CT scan is the common starting point for diagnosis of intracranial lesions. However, the appearance and location of epidermoid tumors can be similar to several other lesions including arachnoid cyst, meningioma, dermoid tumor, and vestibular schwannoma. Epidermoids typically appear as low-density extra-axial lesion due to the fat content and therefore have similar attenuation to dermoids and CSF in arachnoid cysts. On occasions, the higher keratin content of the epidermoids can appear as hyperdensity on CT [1], in which case it may carry a differential diagnosis of meningioma or vestibular schwannoma. Li et al. [31] reported on 15 cases where hyperdense lesions were seen on CT. The incidence of such lesions was reported in 3 % of their cases over 20 years (15/596). It was hypothesized that recurrent leakage of the content with subsequent chemical inflammatory response may be responsible for this appearance [31]. Other causes of hyperdense appearance on CT imaging are thought to be intracystic hemorrhage [19]. Enhancement with contrast on CT scans is rare and occurs at the margins [1, 6]. Bone absorption surrounding the epidermoid cyst can occasionally be a clue to the diagnosis [1].

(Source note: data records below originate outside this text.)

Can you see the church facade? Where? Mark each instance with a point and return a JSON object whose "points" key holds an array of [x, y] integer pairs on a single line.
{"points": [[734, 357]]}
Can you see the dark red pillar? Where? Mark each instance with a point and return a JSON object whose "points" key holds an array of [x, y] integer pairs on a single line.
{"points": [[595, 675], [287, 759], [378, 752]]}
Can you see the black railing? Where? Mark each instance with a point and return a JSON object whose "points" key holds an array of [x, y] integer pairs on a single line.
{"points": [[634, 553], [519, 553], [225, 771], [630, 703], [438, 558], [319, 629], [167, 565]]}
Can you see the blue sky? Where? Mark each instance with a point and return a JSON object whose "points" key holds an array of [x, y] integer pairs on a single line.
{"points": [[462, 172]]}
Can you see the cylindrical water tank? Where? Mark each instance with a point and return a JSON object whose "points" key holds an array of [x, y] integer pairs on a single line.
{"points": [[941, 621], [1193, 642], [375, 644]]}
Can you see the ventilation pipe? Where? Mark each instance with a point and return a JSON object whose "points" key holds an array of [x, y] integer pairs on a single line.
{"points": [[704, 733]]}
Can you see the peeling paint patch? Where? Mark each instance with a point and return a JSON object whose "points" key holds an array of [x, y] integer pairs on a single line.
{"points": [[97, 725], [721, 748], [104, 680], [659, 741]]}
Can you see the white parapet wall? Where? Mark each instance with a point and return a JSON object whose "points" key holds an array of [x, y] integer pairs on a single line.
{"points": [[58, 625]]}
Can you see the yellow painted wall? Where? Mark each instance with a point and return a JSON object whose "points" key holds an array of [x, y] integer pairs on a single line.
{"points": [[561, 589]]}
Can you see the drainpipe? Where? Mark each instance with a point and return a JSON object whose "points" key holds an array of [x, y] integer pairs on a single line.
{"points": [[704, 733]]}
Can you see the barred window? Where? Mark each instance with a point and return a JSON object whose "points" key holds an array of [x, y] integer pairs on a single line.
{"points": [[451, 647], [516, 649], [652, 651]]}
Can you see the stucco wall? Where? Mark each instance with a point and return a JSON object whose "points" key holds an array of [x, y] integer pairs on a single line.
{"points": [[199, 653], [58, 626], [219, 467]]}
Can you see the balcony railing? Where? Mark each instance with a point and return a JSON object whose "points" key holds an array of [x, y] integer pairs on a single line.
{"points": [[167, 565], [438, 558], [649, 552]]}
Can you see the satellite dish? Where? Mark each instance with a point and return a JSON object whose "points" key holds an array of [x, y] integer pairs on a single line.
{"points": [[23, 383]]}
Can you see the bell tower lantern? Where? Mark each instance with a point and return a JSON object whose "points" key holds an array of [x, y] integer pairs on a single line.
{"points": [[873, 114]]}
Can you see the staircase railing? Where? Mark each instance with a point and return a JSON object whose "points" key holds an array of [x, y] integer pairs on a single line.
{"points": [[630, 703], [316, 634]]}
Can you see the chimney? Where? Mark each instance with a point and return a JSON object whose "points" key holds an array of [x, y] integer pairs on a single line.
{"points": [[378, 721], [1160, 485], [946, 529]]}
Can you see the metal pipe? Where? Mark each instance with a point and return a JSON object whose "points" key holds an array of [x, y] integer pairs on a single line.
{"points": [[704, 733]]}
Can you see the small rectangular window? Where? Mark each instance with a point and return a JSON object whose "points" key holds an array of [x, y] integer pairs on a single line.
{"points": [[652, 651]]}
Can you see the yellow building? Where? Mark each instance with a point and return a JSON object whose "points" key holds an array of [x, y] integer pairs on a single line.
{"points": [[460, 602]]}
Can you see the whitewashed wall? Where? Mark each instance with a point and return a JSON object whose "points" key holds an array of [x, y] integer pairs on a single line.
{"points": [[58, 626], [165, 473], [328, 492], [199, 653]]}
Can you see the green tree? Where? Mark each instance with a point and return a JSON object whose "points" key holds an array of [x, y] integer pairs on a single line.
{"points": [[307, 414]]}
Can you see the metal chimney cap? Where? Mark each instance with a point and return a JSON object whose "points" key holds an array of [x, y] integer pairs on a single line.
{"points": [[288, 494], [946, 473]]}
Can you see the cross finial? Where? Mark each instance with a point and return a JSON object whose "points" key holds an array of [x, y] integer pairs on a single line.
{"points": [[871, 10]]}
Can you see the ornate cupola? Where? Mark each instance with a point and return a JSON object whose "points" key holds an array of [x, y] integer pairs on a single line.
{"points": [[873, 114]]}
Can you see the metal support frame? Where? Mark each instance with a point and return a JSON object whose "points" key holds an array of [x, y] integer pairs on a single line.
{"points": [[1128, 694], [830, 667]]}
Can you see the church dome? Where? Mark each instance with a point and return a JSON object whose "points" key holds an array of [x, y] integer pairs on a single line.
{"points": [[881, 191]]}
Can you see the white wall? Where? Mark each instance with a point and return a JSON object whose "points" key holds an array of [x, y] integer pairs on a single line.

Magnetic resonance imaging (MRI) is the investigation of choice for diagnosis of epidermoid cysts allowing the differential diagnosis with dermoids, arachnoid cysts, lipomas, and cholesterol granulomas [33, 34]. MRI is especially useful in assessing the extent of the lesion and relationship to the surrounding anatomy using the images in various planes [35]. Generally, they have low intensity on T1W images and high intensity on T2W images (Fig. 53.1). This appearance may be very similar to that of CSF, and therefore the diffusion-weighted imaging (DWI) technique is the ideal sequence for discriminating between these two entities, where the epidermoid cysts appear hyperintense [1]. DWI is also useful in distinguishing between epidermoids and encephalomalacia [1]. Signal intensity varies depending on the relative lipid, cholesterol, and keratin composition [35]. They generally do not show contrast enhancement [35]. In postoperative cases, cholesterol crystals are clues for capsule remnant [7]. Proton density (PD)-weighted images are also helpful in differential diagnosis, where structural heterogeneity of the lesion can be a distinguishing feature from brain tissue and CSF [17].

The first line of treatment of epidermoid tumors is surgical resection. Ideally, complete excision should be the aim of the surgery, as they carry risk of recurrence and do not respond to adjuvant therapy such as chemotherapy or radiation [4, 5, 11, 13]. However, it should be emphasized that when a risk of neurological deficit due to surgery exists, a conservative approach is more appropriate, as these lesions are histologically benign and very slow growing [5, 6]. Furthermore, even a subtotal resection alleviates patient’s symptoms, allowing normal life for many years.

Standard surgical approaches have been used for removal of these lesions. The principle approach undertaken is to firstly access the cistern where the lesion arises. Depending on the size of the tumor and location, this is then followed by evacuation or removal of the contents carefully avoiding spillage, and then attempt to excise the cyst wall by tracing the wall along various compartments. Epidermoid tumors are less likely to have dense reactive involvement of the arachnoid membranes compared to dermoids and have a thinner wall [13].

Yasargil et al. [13] in their series of 43 cases approached all parasellar lesions from a pterional route, while the posterior fossa tumors were accessed via midline suboccipital route for fourth ventricle or centrally located tumors and through a retromastoid approach for masses in CP angle. Following the conduit created by the tumor and creating a plane between the capsule and the overlying arachnoid, Yasargil and colleagues [13] reported complete removal of the lesions in one-stage operations. Another important observation in this series was the fact that these lesions did not cross the midline to the contralateral subarachnoid spaces, although they may bulge across the midline [13]. This was thought to be due to possible fenestration existing between some cisterns, while others have no such communication.